Сорбцию ферментов проводят в динамической или статическом режиме. При этом происходит избирательное связывание коллагеназ с нерастворимым носителем. Затем носитель со связанным белком промывают соответствующим буферным раствором. При этом происходит отделение примесей в том числе и окрашенных.

Носитель со связанным белком промывают тем же ацетатаммонийным буфером рН 6,0-6,5, а десорбцию проводят 0,05 М трисовым буфером рН 8,0-8,5 с 1 мМ ацетата кальция. Для концентрации и обессоливания элюат подвергают ультрафильтрации на установке с мембраной, задерживающей белки с молекулярной массой выше 10 кДа. Элюат концентрируют и промывают 10-кратным объемом дистиллированной воды и затем лиофильно высушивают.

Очищенный фермент можно использовать в случае необходимости в виде раствора, но в основном высушивают лиофильно после обессоливания ультрафильтрацией.

В результате получают очищенный ферментный препарат коллагеназы, обладающий коллагенолитической активностью, определяемую известными методами. Выход по активности 75-100%. Удельная активность коллагеназы повышается в 2-3 раза и составляет 0,6-0,9 ед/А₂₈₀.

Пример 1.

20 г гепатопанкреаса крабов предварительно гомогенизируют и экстрагируют фермент буфером рН 6,4 (0,1 М ацетата аммония), затем осадок отделяют центрифугированием при частоте вращения 10000 об/мин, к супернатанту добавляют сульфат аммония 60% насыщения и через 20 часов снова центрифугируют при тех же условиях. Полученный осадок растворяют в 0,1 М ацетате аммония рН 6,1-6,4 и наносят на колонку (15 см) с полимиксин-силохромом, уравновешенным тем же буфером. Элюцию активных ферментов проводят 0,05 М трисовым буфером рН 8,0.

Элюат подвергают ультрафильтрации на мембране YM 10 Millipor, концентрируют до небольшого объема (не более 2 мл), промывают 10-кратным количеством дистиллированной воды, высушивают лиофильно.

Выход по активности 100%, очистка в 120 раз, удельная активность 0,6 ед/А₂₈₀.

Пример 2.

Процесс экстракции и осаждения белков сульфатом аммония производится аналогично примеру 1.

Раствор сульфат-пасты, полученной из 20 г гепатопанкреаса краба добавляют к 3 г. полимиксин-силохрома, уравновешенного 0,1 М ацетатом аммония рН 6,1, осторожно перемешивают 20 мин, раствор декантируют, сорбент промывают тем же буфером. Элюцию проводят добавлением 3-кратного количества 0,05 М трисового буфера рН 8,5. Элюат подвергают ультрафильтрации. Концентрируют, промывают, высушивают лиофильно.

Выход по активности 75%, удельная активность 0,6 ед/A₂₈₀, очистка в 60 раз.

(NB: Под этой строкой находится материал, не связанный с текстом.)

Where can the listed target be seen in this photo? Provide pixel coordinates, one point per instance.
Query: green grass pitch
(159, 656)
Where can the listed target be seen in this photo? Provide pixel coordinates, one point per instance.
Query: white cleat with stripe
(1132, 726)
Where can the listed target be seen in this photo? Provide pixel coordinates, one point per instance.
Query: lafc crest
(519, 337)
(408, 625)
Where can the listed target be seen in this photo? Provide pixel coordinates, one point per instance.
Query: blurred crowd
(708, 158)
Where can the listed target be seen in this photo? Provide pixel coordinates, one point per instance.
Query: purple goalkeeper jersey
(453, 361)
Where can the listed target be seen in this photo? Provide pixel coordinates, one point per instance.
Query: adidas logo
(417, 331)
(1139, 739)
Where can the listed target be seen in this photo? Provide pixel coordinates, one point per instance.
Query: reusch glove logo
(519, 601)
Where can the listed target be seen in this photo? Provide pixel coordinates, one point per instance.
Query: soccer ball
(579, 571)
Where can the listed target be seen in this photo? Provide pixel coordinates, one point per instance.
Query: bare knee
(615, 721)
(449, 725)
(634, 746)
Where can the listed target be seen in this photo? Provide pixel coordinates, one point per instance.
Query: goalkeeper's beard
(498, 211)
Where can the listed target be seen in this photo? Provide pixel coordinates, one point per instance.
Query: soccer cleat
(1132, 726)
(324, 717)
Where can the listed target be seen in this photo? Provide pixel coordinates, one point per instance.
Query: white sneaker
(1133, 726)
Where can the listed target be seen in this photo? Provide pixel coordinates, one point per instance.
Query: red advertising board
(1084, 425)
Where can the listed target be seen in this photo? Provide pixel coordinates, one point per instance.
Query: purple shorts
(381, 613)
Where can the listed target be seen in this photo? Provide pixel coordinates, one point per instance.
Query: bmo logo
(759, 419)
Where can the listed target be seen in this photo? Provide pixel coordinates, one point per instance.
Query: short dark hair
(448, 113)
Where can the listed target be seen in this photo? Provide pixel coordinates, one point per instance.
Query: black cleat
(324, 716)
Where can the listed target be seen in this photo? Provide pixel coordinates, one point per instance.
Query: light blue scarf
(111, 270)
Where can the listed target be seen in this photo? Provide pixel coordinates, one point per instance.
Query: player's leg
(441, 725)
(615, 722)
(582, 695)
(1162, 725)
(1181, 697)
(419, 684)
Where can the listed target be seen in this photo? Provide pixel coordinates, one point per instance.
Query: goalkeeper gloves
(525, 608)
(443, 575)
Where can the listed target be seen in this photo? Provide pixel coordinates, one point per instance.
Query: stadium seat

Предлагаемый способ является более экономичным за счет применения аффинного сорбента. Метод аффинной хроматографии, основанный на сродстве ферментов к специфическим аналогам субстрата или ингибиторам, ковалентно связанным с нерастворимым носителем, позволяет выделять ферменты на основе их биологической специфичности, исключать потери в процессе выделения ценных ферментов, а поэтому достигать более высокой степени очистки по сравнению с ионообменной и другими видами хроматографической техники. Применение трисового буфера без добавления высоких концентраций соли и спирта полностью сохраняет активность коллагенолитических ферментов.

Таким образом, предлагаемый способ позволяет повысить до 75-100% выход целевого продукта, повысить удельную активность в 2-3 раза, сократить время процесса и потери фермента за счет замены диализа в диализных мешках диализом с помощью ультрафильтрации. Обессоливание элюата методом ультрафильтрации вместо диализа значительно сокращает время процесса обессоливания, сохраняет активность фермента, а также приводит к получению концентрированных растворов, время высушивания которых также сокращается.